La brasserie de la Goutte d'or
© EChirache

17h : Acheter une bière à la brasserie de la Goutte d’Or
Rue Myrha puis rue des Gardes (vous commencez à connaître le quartier comme votre poche), arrêtez-vous à la brasserie de la Goutte d’Or. Ici, depuis cinq ans, le brasseur Thierry Roche brasse sa bière qui est maintenant célèbre bien au-delà du quartier. Ouvert le jeudi et vendredi de 17h à 19h et le samedi de 14h à 19h, vous pouvez venir y déguster des bières comme la Château Rouge ou la Myrha. Bonne nouvelle : le lieu ne devrait pas tarder à aménager un bar à côté de la salle de brassage (on ne manquera pas de vous tenir au courant).

Défilé à L'EChomusée ©ZT

17h30 : Assister à un défilé de mode guinéenne à l’éco musée
Se balader à la Goutte d’Or c’est aussi faire des rencontres parfois improbables, comme assister à un défilé de mode guinéen à l’Echomusée.
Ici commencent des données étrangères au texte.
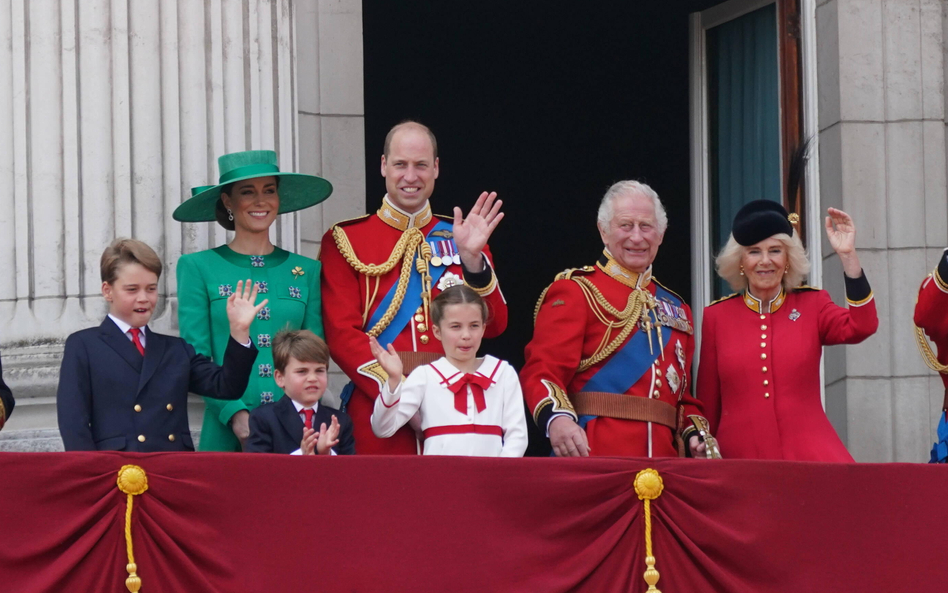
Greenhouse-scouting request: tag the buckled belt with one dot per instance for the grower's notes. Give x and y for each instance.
(625, 407)
(413, 360)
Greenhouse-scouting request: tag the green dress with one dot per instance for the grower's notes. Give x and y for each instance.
(205, 280)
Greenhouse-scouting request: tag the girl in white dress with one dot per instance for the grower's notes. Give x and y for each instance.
(466, 405)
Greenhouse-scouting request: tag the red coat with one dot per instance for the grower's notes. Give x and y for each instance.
(567, 331)
(345, 296)
(759, 373)
(931, 311)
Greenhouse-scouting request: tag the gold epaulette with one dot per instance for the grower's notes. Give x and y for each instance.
(722, 299)
(349, 221)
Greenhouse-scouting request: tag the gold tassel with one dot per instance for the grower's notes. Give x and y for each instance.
(133, 482)
(649, 486)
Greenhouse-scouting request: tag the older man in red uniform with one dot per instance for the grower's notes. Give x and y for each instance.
(608, 371)
(931, 316)
(381, 270)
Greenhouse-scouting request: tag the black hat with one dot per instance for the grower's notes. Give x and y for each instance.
(758, 220)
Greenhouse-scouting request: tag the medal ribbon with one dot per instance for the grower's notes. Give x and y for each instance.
(478, 384)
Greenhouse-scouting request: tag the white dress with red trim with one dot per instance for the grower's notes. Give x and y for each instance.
(492, 423)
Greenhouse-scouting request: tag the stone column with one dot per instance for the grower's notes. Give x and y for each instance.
(112, 111)
(882, 159)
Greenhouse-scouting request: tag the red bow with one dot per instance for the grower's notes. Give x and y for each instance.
(478, 384)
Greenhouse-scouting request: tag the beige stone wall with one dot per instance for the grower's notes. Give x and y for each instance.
(882, 159)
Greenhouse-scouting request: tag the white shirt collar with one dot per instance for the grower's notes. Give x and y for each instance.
(124, 327)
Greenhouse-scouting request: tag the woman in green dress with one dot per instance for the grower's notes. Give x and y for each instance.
(250, 194)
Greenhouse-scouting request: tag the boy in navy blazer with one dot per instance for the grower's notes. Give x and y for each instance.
(298, 424)
(123, 387)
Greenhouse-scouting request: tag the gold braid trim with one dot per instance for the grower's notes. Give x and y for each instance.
(406, 247)
(637, 307)
(928, 356)
(133, 482)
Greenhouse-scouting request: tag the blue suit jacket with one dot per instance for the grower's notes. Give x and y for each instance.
(6, 399)
(278, 428)
(110, 398)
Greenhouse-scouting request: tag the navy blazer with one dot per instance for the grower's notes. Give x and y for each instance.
(6, 400)
(278, 428)
(110, 398)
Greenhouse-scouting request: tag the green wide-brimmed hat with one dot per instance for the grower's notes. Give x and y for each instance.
(297, 190)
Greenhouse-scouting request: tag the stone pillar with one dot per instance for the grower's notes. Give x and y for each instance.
(112, 111)
(882, 159)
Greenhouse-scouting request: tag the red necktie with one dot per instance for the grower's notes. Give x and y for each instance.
(136, 332)
(478, 384)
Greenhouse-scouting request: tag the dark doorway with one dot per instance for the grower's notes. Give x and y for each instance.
(547, 104)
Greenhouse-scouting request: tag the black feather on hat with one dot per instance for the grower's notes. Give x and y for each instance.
(758, 220)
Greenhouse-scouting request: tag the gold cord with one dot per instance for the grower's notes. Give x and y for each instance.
(928, 356)
(133, 482)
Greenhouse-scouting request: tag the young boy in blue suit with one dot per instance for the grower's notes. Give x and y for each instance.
(298, 424)
(123, 387)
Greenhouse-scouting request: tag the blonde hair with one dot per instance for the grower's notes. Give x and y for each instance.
(728, 262)
(127, 251)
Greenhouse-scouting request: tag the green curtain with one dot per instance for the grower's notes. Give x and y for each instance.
(744, 110)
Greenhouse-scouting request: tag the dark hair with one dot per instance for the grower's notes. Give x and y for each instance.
(409, 124)
(461, 294)
(301, 344)
(127, 251)
(220, 212)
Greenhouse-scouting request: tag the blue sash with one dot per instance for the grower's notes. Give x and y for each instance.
(627, 365)
(940, 449)
(412, 298)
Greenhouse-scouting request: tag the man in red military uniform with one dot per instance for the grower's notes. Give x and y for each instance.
(608, 370)
(931, 316)
(381, 270)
Cette association, au 21 rue Cavé, à la devanture jaune, décorée du fameux chat, accueille de nombreux événements comme des jams, des expos ou comme encore des défilés de mode guinéens.

Michel de la cave de Don Doudine ©ZT

18h30 : L’heure de l’apéro
C’est le moment de passer à la cave de Don Doudine, où Michel la cinquantaine, ancien régisseur dans le théâtre, vous proposera vins (tous bio ou nature) bien choisis, glaces artisanales, conserves et saucissons : bref de quoi se concocter un apéro digne de ce nom. Sa cave accueille aussi régulièrement des expos comme en ce moment celle de Chantal Montellier, dessinatrice de presse dans la veine de Claire Bretecher.
Si vous préférez boire au comptoir, tournez à droite rue Affre et descendez jusqu’au Tout-Monde au pied de l’église Saint-Bernard. Ici, comme l’indique le nom : tout le monde est le bienvenu pour déguster des canons à des prix réglos (à partir de 15 € la bouteille) accompagnés d'une bonne cuisine maison.

20h : Mafé trop bon
Après l’apéro, le repas, quitte à être dans le quartier africain autant manger un mafé, ou un thiebou ou un poulet yassa. Difficile de se repérer parmi les nombreuses adresses ? Demandez autour de vous. C’est comme ça que nous avons découvert Le Dibi, resto sénégalais de la rue Polonceau où l’on déguste de très copieux et savoureux mafés en matant à la télé les concours de lutte sénégalaise, tout en sirotant un jus de bissap.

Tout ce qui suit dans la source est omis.